Well, it's not very clever as it's part of the specification, but you can have your servlets be started when the Web App is started by adding the load-on-startup element to the servlet definition in web.xml:
<servlet>
<description>....</description>
<display-name>....</display-name>
<servlet-name>....</servlet-name>
<servlet-class>....t</servlet-class>
<load-on-startup>1</load-on-startup>
</servlet>
If you do this for a representative set of services -- or perhaps just one servlet that can preload everything needed -- then you'll achieve your goal.

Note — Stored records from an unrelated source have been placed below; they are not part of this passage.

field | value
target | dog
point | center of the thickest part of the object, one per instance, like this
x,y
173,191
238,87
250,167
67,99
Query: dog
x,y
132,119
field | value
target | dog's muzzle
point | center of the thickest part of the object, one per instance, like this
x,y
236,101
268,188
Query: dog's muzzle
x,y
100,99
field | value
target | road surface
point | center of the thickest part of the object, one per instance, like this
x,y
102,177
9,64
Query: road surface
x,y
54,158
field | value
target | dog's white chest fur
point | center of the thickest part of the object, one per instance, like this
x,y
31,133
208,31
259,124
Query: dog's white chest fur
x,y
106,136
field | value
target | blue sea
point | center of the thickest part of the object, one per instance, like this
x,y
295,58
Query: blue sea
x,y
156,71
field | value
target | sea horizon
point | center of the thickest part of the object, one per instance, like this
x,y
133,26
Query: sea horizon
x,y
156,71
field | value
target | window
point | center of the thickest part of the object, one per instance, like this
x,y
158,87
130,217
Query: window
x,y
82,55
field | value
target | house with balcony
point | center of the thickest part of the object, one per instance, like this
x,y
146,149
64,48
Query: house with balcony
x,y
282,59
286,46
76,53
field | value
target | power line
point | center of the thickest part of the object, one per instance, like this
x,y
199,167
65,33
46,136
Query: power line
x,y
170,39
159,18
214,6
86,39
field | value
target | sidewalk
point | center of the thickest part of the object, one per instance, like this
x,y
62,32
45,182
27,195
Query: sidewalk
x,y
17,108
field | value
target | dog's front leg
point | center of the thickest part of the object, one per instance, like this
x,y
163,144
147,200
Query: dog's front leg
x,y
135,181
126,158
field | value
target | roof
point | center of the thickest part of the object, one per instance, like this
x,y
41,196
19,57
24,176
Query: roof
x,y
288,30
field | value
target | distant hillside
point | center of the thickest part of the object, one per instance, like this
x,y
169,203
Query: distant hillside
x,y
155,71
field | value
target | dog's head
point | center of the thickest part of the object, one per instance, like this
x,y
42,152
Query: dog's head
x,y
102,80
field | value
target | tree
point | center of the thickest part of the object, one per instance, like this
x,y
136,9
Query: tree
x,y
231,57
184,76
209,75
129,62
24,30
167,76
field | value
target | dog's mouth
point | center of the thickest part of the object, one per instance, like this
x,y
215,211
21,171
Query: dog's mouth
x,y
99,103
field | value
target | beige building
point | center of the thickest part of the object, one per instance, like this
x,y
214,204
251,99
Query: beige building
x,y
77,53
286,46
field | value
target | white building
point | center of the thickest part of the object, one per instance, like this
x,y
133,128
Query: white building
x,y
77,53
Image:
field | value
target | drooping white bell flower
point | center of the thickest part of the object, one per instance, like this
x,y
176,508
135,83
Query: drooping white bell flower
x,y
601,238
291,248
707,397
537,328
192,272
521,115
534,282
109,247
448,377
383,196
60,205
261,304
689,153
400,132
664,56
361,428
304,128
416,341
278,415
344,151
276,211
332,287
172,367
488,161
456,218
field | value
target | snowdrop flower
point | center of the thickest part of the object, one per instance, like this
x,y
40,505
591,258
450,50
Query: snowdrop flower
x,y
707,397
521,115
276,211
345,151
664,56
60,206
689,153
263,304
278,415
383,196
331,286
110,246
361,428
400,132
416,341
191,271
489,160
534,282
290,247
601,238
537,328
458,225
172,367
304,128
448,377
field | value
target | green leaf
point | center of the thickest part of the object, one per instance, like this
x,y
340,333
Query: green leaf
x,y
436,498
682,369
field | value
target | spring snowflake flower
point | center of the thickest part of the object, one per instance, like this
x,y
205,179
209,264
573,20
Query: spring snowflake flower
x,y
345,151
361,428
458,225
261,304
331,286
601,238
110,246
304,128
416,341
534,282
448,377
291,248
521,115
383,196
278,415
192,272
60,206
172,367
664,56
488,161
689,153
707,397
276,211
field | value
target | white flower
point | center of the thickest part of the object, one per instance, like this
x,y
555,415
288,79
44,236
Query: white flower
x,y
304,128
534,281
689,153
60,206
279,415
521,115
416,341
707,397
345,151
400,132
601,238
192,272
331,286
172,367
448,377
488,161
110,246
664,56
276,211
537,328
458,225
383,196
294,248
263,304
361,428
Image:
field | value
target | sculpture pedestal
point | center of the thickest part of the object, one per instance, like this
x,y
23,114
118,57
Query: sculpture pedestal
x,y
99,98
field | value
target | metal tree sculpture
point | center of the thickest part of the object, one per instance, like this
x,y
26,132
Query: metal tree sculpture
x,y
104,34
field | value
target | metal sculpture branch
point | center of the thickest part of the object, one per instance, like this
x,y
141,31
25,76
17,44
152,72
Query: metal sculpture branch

If this isn't sufficient, if you want to load classes from JAR files, for example, without actually initializing them in a meaningful way, and if you know where your JAR files are or can figure out where your JAR files are, then you can use something like the code at this JCP forum post "List classes in package" or some of the later posts in that thread. From the list of classes, you can get the Class objects, which will help load the classes without actually having to instantiate an instance.
You might try writing static initializer code in a single dummy class and then load that class at startup. Its static initializer would create a few key objects that cause other classes to be loaded (and you could do this recursively to improve code modularity). I'd bet this is much shorter and simpler (and you have no DB issues to worry about).
A better approach probably is to write a servlet that on startup hits a few of your slow-loading pages and throws away the results. This forces class loads. Loading these pages many times each will increase the amount just-in-time compilation done (both speeding up your code and getting JIT compilation costs out of the way). There are other advantages too: this is a "power-on self-test", it causes one-time startup tasks to be done, and it may also prime various caches to some noticable degree.
Class.forName() is about the only thing I can think of. I'd certainly be interested in hearing more clever alternatives.
Another option would be to select a set of URLs and run a script on startup to hit those URLs.
The Class.forName inside of a thread would potentially speed things up. Start with the ones that are on the first page likely to be hit.
Threading it should make the startup quicker (it'll return earlier) and since you start loading the more likely classes first they will hopefully be loaded by the time the page gets hit. For the others same deal, hopefully loaded before the page gets hit.
You could also take it further and start a thread for each group of classes (those classes needed on a given page would be a group). Which might speed things up since you could parallelize the reading from disk (but that might also slow it down).
This doesn't grantee that things won't slow down on the first load of a page, but it is worth investigating.
You could always use a third party jsp compiler, such as Jasper, to precompile your JSP pages before you deploy them.
May be you can try converting the 700 classes to a jar file and apply some methods for preloading,probably by putting the jar in boot class path (I am not sure if it works ..but just giving a hint ).